Python Word Pattern Search for Postgres

Introduction

In this article we will go over array (list) and string manipulation techniques in Python to word pattern search for Postgres data extraction. This is how the lesson will go:

  • How? We will learn how to leverage Python’s powerful string and list handling to search for patterns of words to return related info from PostgreSQL queries by removing a list of “stop words” from a user’s input.
  • What else? We’ll use the Postgres “SELECT” command, “WHERE” clause, and “LIKE”; create Python functions; and use some of Python’s built-in functions for replace, error trapping, and SQL execution (from the “psycopg2” flask library).

Prerequisites

  • SQL: Basic knowledge of the basics of writing SQL for Postgres. We use dBeaver’s free software for increased efficiency and ease.
  • Python: We’re using Python 3.8. Get the latest Python version here.
  • Tutorial on naming conventions showing why you may want to prefix your variables, column names, table names, etc. as you see done in this article. For example, naming “tvariable” with the “t” prefix to define it as a “text” (string) object and “tbl_” before table names in order to clearly distinguish those objects as tables.

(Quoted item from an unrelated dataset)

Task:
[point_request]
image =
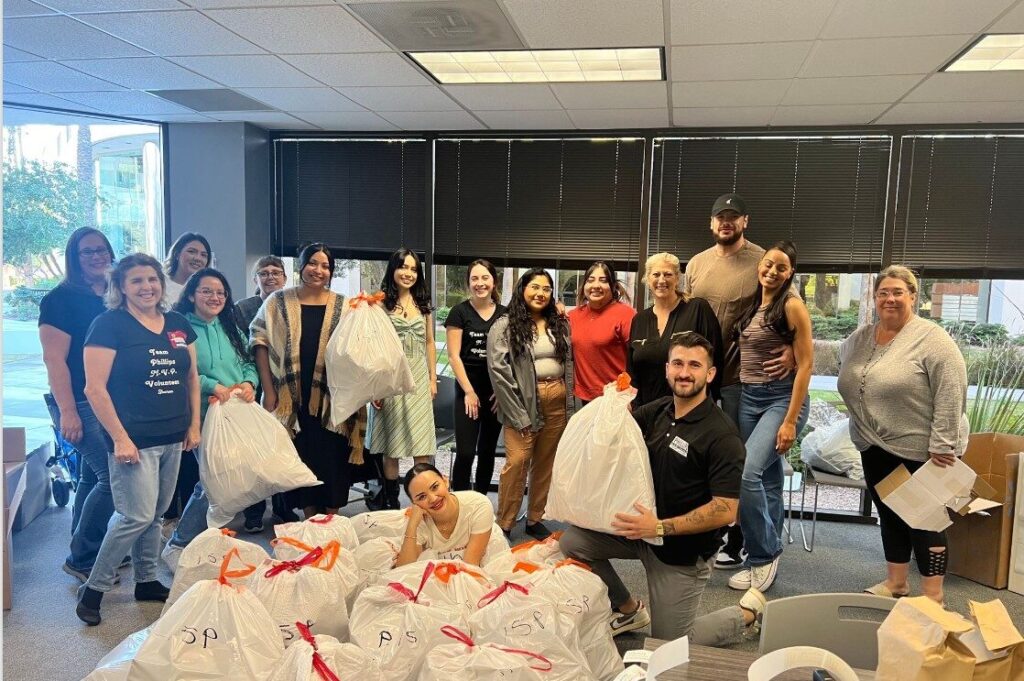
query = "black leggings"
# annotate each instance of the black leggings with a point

The tutorial goes a bit deeper, as well, talking about how to name variables based on a hierarchy system.

Before we get into it, we’ll go over a relevant foundational concept; how to create and use a Python list.

What is a Python List and how does it work?

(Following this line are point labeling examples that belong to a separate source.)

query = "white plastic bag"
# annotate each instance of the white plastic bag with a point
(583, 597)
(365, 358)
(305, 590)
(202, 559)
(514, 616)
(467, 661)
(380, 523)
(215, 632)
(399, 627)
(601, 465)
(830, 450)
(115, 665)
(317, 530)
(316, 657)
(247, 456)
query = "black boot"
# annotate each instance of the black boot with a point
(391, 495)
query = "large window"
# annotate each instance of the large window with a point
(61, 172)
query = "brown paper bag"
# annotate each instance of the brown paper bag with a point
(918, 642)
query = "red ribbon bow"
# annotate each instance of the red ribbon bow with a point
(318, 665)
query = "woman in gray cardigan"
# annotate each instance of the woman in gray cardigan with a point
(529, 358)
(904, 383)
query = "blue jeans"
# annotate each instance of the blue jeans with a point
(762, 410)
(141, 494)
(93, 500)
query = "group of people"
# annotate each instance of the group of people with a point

Short answer: Lists are like Python arrays but with increased flexibility in data type handling.

In Python a list is a group of values (items). Lists can aid in increasing efficiency, as they allow us to easily store, reference, add, remove, and sort groups of values, much like in a Postgres database table. “42, -5, -12, 122” is a list of integers. “Python, Search, Pattern, Postgres, a.i., Words, Pants” is a list of strings. In some programming languages, lists have to contain items where every item in the list must be the same type. In Python’s case, you can have mixed types, like this: “5, Python, -1, Search, 12, Word”. Most coders use the word “Item” to describe individual values in a list. Python lists are a datatype that also have multidimension functionality. We will focus here on one dimensional lists.

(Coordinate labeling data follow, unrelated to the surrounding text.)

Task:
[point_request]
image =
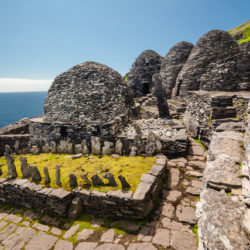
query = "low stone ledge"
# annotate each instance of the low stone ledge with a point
(117, 204)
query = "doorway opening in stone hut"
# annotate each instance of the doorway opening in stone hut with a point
(145, 88)
(178, 88)
(63, 132)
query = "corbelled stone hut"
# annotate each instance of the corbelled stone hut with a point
(85, 108)
(172, 65)
(216, 53)
(140, 76)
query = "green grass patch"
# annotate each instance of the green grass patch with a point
(130, 167)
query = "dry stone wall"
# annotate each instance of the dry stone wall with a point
(117, 204)
(140, 77)
(88, 92)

list_words = ["Python", "Word", "Search", "Pattern"]

The above code simultaneously creates a list called “list_words” and fills the list with four items. How do we get data from the above Python list?

t_word = list_words[2]
print(t_word)

The value stored in “t_word” becomes “Search” because the count begins at zero for lists. So, unlike how the index begins at “1” in a Postgres Array, it begins at “0” for Python lists. “2” here means the third item in the list. That number is often called “index”, which corresponds nicely to typical coder understanding of programming concepts in other languages.

Let’s loop through the list to see all the values:

list_words = ["Python", "Word", "Search", "Pattern"]
for t_word in list_words
    print(t_word)

Analysis

  • for: We use the Python “for” loop to cycle through every value in “list_words”, setting the value of a local variable called “t_word” to temporarily store the current item in that variable.
  • print: Python’s “print()” function provides output of the value in parens, in this case “t_word”.

The results from the above Python script:

Python
Word
Search
Pattern

Now that we understand Python lists, let’s do a quick lesson on Python’s replace function. If you already understand how to use replace() from Python’s built-in functions, feel free to skip down to creating a “stop word” list with Python.

How the REPLACE function works

Syntax

t_string_source.REPLACE(t_string_to_replace, t_string_replacement, [i_count])

Parameters: – t_string_source: The string we want to search through in order to find and replace a substring within that source text. – t_string_to_replace: The string we are looking for that is somewhere within the source string. – t_string_replacement: The string we want to use to replace the above “string to replace”. – i_count: Optional: This number determines number of replacements to make, starting from the left. If left empty, default is “all”.

Example of use of the Python Replace() method

t_string_source = "Python Word Pattern Search for Postgres"
t_string_to_replace = "Word"
t_string_replacement = "Value"
t_string_source.REPLACE(t_string_to_replace, t_string_replacement)
Print (t_string_source)

The result here should be “Python Value Pattern Search for Postgres”

Let’s move on to setting up a Python list and filling it with “stop words”.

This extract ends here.